Therapeutic Drug Monitoring | 1998
Kimberly L. Napoli; Mou-Er Wang; Stanislaw M. Stepkowski; Barry D. Kahan
The authors sought to determine the effect of concomitant peroral (PO) administration of cyclosporine (CsA) and sirolimus (SRL, rapamycin) on the tissue distributions of CsA and SRL in the rat. Groups of four adult male Wistar-Furth rats were treated for 14 days with 2.5, 5.0, or 10.0 mg CsA/kg x day. Other groups of four adult male Wistar-Furth rats were treated for 14 days with a 1-to-6.25 weight-to-weight ratio of SRL to CsA at SRL doses of 0.4, 0.8, or 1.6 mg/kg x day. Concentrations of CsA and SRL in homogenates of heart, intestinal, kidney, liver, lung, muscle, spleen, and testes were compared to those in whole blood (WB). There was a large, dose-dependent, distinctive distribution of CsA among rat tissues, as has previously been well documented.
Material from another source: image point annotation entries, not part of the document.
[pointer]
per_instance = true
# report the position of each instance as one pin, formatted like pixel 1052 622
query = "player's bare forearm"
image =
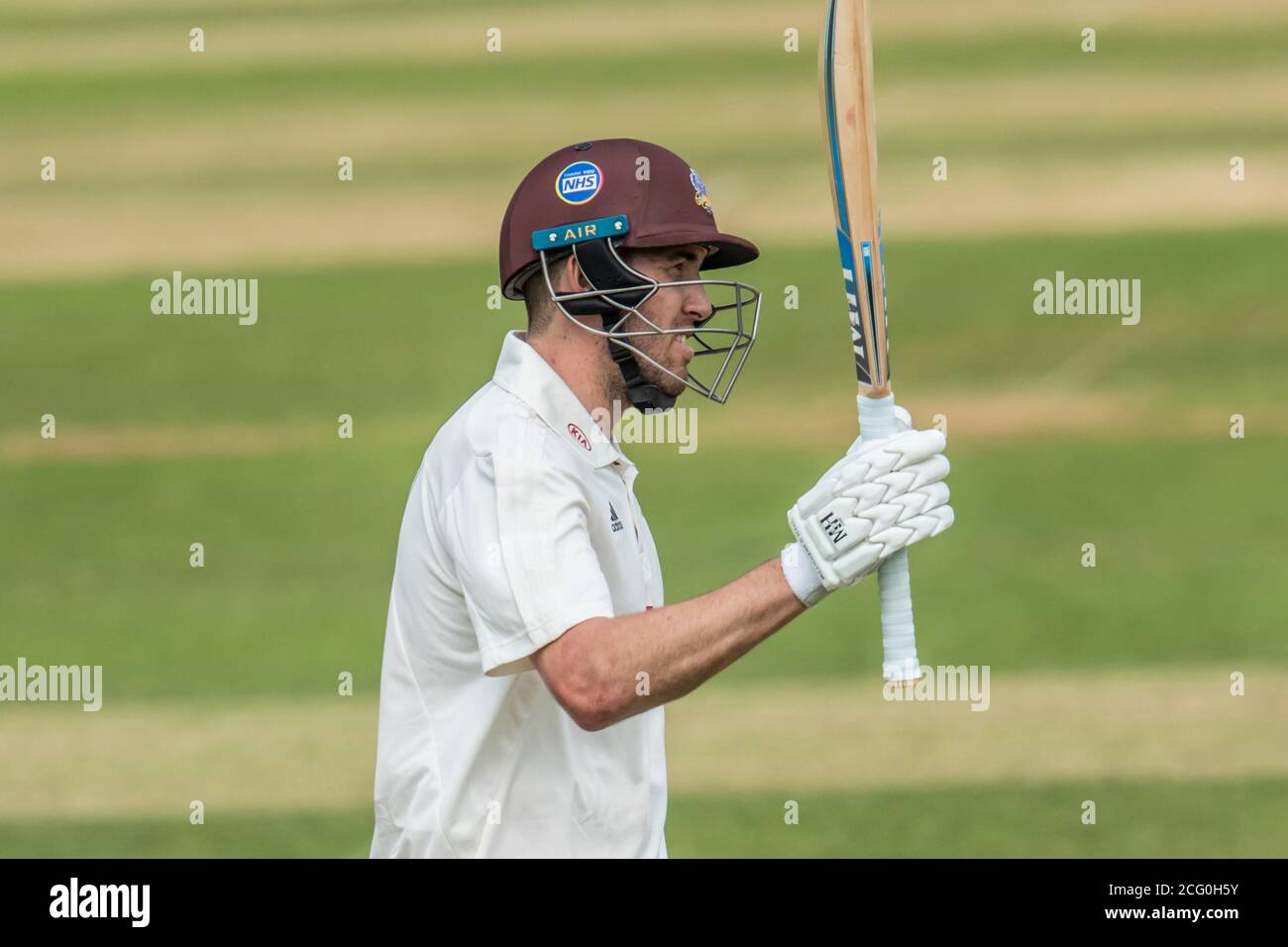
pixel 678 647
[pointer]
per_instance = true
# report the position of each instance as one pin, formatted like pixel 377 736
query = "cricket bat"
pixel 845 68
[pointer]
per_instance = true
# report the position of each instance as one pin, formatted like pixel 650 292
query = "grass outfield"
pixel 1138 819
pixel 220 684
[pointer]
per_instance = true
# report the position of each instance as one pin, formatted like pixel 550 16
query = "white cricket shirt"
pixel 520 523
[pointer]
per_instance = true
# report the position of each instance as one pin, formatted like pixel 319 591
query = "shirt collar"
pixel 523 372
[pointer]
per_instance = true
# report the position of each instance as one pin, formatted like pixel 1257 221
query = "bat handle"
pixel 898 634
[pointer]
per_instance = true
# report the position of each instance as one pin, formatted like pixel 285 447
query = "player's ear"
pixel 571 278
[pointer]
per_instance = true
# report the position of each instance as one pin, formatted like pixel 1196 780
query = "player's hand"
pixel 880 497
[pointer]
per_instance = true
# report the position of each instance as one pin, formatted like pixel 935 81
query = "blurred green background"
pixel 1108 684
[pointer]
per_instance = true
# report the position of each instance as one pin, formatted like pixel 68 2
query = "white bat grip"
pixel 898 635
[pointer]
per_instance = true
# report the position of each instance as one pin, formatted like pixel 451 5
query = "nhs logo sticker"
pixel 579 182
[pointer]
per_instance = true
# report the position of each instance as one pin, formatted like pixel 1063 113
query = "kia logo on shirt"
pixel 578 436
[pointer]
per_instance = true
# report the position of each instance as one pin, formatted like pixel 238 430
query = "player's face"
pixel 671 307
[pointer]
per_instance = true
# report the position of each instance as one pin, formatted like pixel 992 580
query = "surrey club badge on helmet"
pixel 579 182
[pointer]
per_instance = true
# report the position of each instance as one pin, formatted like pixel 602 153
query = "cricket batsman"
pixel 528 648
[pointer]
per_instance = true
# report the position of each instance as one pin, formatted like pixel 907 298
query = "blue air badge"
pixel 579 182
pixel 699 192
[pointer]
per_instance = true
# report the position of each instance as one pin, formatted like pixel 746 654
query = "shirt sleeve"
pixel 524 558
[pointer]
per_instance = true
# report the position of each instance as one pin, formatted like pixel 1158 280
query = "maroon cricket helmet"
pixel 595 180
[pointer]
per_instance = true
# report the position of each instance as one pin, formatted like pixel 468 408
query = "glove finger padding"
pixel 883 496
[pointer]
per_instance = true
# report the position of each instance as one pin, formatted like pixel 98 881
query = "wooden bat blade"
pixel 849 116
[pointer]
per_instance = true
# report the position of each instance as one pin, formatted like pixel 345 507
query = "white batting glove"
pixel 880 497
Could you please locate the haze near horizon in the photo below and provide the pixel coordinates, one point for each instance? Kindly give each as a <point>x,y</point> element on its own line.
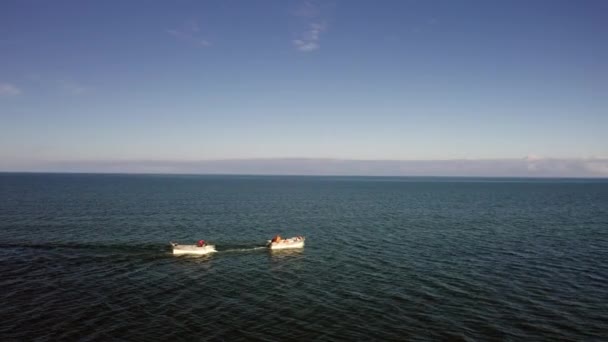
<point>471,88</point>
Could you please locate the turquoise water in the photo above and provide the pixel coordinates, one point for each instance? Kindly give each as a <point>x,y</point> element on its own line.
<point>88,257</point>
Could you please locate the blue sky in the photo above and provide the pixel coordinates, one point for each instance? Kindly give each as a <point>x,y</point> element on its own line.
<point>187,81</point>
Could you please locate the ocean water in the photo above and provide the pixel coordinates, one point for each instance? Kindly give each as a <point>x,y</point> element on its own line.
<point>87,257</point>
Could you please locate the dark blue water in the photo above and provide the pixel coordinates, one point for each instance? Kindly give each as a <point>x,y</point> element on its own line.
<point>88,257</point>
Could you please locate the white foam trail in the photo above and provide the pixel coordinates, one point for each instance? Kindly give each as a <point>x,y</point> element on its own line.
<point>242,249</point>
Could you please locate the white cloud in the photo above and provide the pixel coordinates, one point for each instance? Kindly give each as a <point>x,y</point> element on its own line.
<point>547,167</point>
<point>309,41</point>
<point>7,89</point>
<point>190,33</point>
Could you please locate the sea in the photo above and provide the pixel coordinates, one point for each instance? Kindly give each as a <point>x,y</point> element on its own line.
<point>87,257</point>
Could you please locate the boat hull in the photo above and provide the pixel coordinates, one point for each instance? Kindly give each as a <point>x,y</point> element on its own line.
<point>192,249</point>
<point>286,244</point>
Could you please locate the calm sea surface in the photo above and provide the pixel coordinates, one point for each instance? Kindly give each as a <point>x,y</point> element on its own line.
<point>88,257</point>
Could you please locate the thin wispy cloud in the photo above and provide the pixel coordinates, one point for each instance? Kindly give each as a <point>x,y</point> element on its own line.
<point>190,33</point>
<point>8,89</point>
<point>542,167</point>
<point>309,41</point>
<point>314,24</point>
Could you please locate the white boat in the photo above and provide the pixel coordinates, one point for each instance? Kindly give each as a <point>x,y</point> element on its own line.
<point>294,242</point>
<point>192,249</point>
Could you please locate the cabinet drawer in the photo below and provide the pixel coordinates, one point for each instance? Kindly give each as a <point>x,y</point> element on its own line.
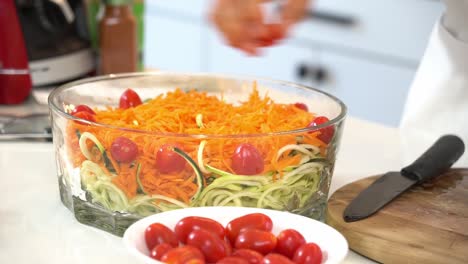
<point>173,45</point>
<point>371,91</point>
<point>398,28</point>
<point>192,8</point>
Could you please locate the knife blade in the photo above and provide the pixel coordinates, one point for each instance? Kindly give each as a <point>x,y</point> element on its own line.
<point>435,161</point>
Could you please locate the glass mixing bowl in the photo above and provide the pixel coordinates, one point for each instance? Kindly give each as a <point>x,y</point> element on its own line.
<point>110,194</point>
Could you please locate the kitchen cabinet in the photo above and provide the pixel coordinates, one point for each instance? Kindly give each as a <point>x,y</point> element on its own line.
<point>365,52</point>
<point>392,29</point>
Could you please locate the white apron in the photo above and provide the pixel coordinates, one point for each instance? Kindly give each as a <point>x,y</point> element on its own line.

At a constant molar dose ratio, concomitant oral administration of SRL produced an approximately two-fold increase in the concentrations of CsA in rat tissues, although SRL did not change the CsA tissue-to-WB partition coefficients. Concomitant oral CsA administration produced dose-dependent increases in SRL tissue concentrations and decreases in the SRL tissue-to-WB partition coefficients. The increases in tissue and WB concentrations on coadministration of both agents may be explained either by an increase in absorption caused by competition between the two agents for binding sites on P-glycoprotein in the gut, a reduced rate of metabolism, or to an as yet unidentified elimination mechanism. The dose-independent and unchanged CsA tissue-to-WB partition coefficients suggest that SRL does not affect the equilibrium of CsA between the central and tissue compartments, namely the tissue uptake or intracellular binding. Altered values of the SRL tissue-to-WB partition coefficients suggest that, under the conditions studied, CsA disturbs the equilibrium of SRL between the central and tissue compartments.